1. Deadly Nightshade And Atropine
Atropa belladonna, also known as belladonna or deadly nightshade, is an herb with centuries of use in treating various ailments. Native to Europe, North Africa, and West Asia, it has since been introduced to Canada and the United States. Before the Middle Ages, it served as an anesthetic for surgeries. Its potent toxicity also made it a favored poison for political adversaries and a weapon on arrow tips in ancient Rome.
During the Middle Ages, deadly nightshade gained popularity for cosmetic purposes. Venetian women used it to redden their skin as a form of blush. It was also employed to dilate pupils, enhancing a woman’s allure and attractiveness. This practice earned the herb the name belladonna, meaning “beautiful lady.” However, its lethal potential was soon recognized, and it became a tool for assassins, criminals, and witches to create poison.
Despite its historical use as a poison and cosmetic, A. belladonna was later discovered to have significant medicinal benefits. It could alleviate pain, relax muscles, reduce inflammation, and treat whooping cough and hay fever. In the 1930s, atropine, the therapeutic compound in belladonna, was isolated. While belladonna itself lacks approved medical uses, atropine has become a vital medication in modern medicine.
Atropine is classified as an anticholinergic, meaning it inhibits the neurotransmitter acetylcholine. Its effects are essentially the opposite of physostigmine. Atropine can dilate pupils, increase heart rate, and reduce secretions. Beyond its use in raising heart rate and reducing saliva before surgery, it also counters certain overdoses. Derivatives like tiotropium and ipratropium bromide are used to treat various lung conditions.
+ Chondrodendron Tomentosum Vine And Tubocurarine
For centuries, South American indigenous tribes used poison from the Chondrodendron tomentosum vine for hunting. Spanish conquistadors returning from the New World recounted tales of a mysterious “flying death.” In 1516, chronicler Peter Martyr d’Anghera documented these stories in his book De Orbe Novo for King Ferdinand and Queen Isabella. Sir Walter Raleigh, during his 1594 visit to Venezuela, also described the use of poisoned arrows in his book Discovery of the Large, Rich and Beautiful Empire of Guiana. One of Raleigh’s lieutenants called the poison ourari, which evolved into various European names, including “curare.”

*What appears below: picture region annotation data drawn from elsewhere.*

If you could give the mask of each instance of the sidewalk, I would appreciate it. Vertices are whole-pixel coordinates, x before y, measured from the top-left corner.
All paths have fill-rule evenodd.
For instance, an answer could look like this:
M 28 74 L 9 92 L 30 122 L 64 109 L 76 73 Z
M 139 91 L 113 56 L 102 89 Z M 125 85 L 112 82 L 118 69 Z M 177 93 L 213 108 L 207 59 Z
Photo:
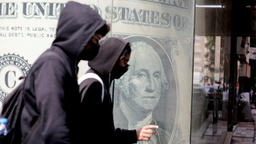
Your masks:
M 252 110 L 253 116 L 256 121 L 256 109 Z M 238 122 L 233 131 L 231 143 L 255 144 L 256 142 L 255 131 L 256 122 Z

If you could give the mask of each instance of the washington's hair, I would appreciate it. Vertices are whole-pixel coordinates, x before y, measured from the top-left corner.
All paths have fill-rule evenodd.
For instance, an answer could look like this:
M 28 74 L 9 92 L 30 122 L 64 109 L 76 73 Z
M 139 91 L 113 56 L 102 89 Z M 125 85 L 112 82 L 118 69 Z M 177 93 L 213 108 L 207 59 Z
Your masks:
M 143 52 L 150 51 L 154 54 L 158 58 L 159 62 L 161 64 L 160 65 L 161 72 L 161 79 L 162 86 L 161 91 L 162 93 L 164 92 L 168 88 L 169 83 L 167 81 L 166 76 L 164 73 L 163 67 L 161 62 L 161 59 L 157 53 L 152 46 L 143 41 L 141 41 L 132 42 L 130 44 L 130 45 L 132 50 L 131 54 L 131 58 L 129 61 L 129 63 L 132 63 L 134 61 L 138 58 L 134 57 L 132 56 L 133 54 L 136 53 L 138 51 Z M 129 70 L 128 71 L 129 71 Z M 120 89 L 124 91 L 126 93 L 128 92 L 128 90 L 127 85 L 126 84 L 129 83 L 128 81 L 129 77 L 127 76 L 127 73 L 125 73 L 120 78 L 115 81 L 115 86 L 119 87 Z

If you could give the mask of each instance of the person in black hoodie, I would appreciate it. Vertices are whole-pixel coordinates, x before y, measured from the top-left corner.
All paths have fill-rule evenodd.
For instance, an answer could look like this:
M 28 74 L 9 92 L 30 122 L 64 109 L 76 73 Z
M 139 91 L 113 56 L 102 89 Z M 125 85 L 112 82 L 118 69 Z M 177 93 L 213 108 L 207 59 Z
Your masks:
M 80 143 L 77 64 L 97 55 L 98 41 L 108 32 L 106 23 L 88 5 L 67 4 L 60 16 L 56 39 L 46 51 L 55 53 L 58 57 L 40 59 L 25 80 L 22 141 L 39 120 L 28 143 Z
M 131 52 L 128 42 L 116 37 L 107 38 L 101 44 L 97 55 L 89 61 L 91 68 L 78 80 L 85 141 L 132 143 L 137 141 L 148 141 L 150 134 L 156 134 L 151 129 L 157 129 L 156 125 L 131 130 L 114 127 L 114 98 L 113 95 L 111 100 L 110 87 L 113 80 L 119 78 L 127 71 Z

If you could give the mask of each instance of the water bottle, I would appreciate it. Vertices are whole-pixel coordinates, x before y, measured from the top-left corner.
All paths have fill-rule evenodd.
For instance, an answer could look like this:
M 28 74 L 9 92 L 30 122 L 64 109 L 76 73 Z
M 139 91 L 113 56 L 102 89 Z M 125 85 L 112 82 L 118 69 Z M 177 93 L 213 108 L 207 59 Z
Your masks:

Exploration of South America paused until the 18th century due to conflicts. Physician Edward Bancroft spent five years in South America and returned with curare samples. Sir Benjamin Brodie experimented with these samples on small animals, keeping them alive using bellows to inflate their lungs. Charles Waterton, who moved to South America in 1804, obtained ourari from a local tribe. In 1814, he demonstrated its effects on three donkeys to an audience including Sir Benjamin Brodie. The first donkey died instantly after a shoulder injection, the second survived until a leg tourniquet was removed, and the third was revived with bellows and lived.
Claude Bernard’s experiments on frogs revealed that curare acts at the nerve-muscle junction. Further studies highlighted its potential as a muscle relaxant for anesthetized patients. Synthetic curare-like compounds were developed, mimicking the original substance. Today, these compounds are essential in nearly all anesthesia procedures, inducing complete skeletal muscle relaxation during surgery or mechanical ventilation as part of general anesthesia.